Strategic: List or describe the two or three things you will do to enable the institution to pursue its overall strategy. Be careful. Listing tactical IT projects could show you are not focused on enabling or facilitating the strategic direction of the institution. Describe IT in those initiatives that grow the business through new programs, transforming it through new services or enrollment; improve compliance and reduce institutional risk; raise revenue or improve margins; improve reputation and strengthen community or stakeholder engagement.
Simplification: Within your own organization and systems, describe a strategy for eliminating complexity. In the architecture, the application portfolio, processes, skills required by staff, and any other opportunity to wring out complexity and simplify your world and how your customers engage with it. This is about driving out complexity because it in turns removes the related costs and effects on quality. But it also can be a huge impediment to agility. Put simply the more complex you make it the heavier the burden on everyone.
Service: List or describe two or three of your services for improvement. Ideally, this will be services directly linked to how you will support being Strategic and echo Simplification. You should definitely feel like you have repeated yourself when you are done with this section.
Sustainability: Consider the need to focus on two aspects. First, you should focus on your plan to not start something you are not fully capable of continuing for 5 years. So you may want to focus on improving your IT Governance model so new applications or systems are not brought in that cannot be supported long term because of one-time revenue sources, maintenance costs, or scarcity of skills. Where your plans for simplification eliminate complexity, duplication and waste here you focus on not bringing in new forms of it. Second, you should focus on Green IT. Sustainability throughout the service life-cycle – procurement, operations and retirement.
$avings: I trust this is mostly obvious. But don’t be tricked into thinking it is about cutting your budget. No, the goals of Simplification, Sustainability and $avings are to free up resources (fiscal and human) to be allocated on Strategy. Consider using Gartner’s Run, Grow, Transform approach as I have which would be to shift funds from Running IT to those that will Grow and Transform the institution. This is about minimizing your O&M expenses so that they can be reallocated to strategic discretionary projects so long as they can be done sustainability.

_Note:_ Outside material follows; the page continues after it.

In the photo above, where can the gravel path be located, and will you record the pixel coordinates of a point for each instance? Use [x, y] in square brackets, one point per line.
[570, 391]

With the 5-S’s of IT Strategic Planning as your framework and a clear intent to find no more than 10 initiatives to describe in total, but that are woven into as many of the 5 S’s as you can. You should emerge from IT strategic planning with a clear vision for your way forward that your institution will understand and support.
Still having second thoughts, give yourself some added structure using Stop, Start, Continue for each item to detail what you will start doing, stop doing or continue doing. Recognizing that stopping something can be incredibly strategic as I hope you see with Simplification. Then you can turn your attention to your tactical plans without much effort.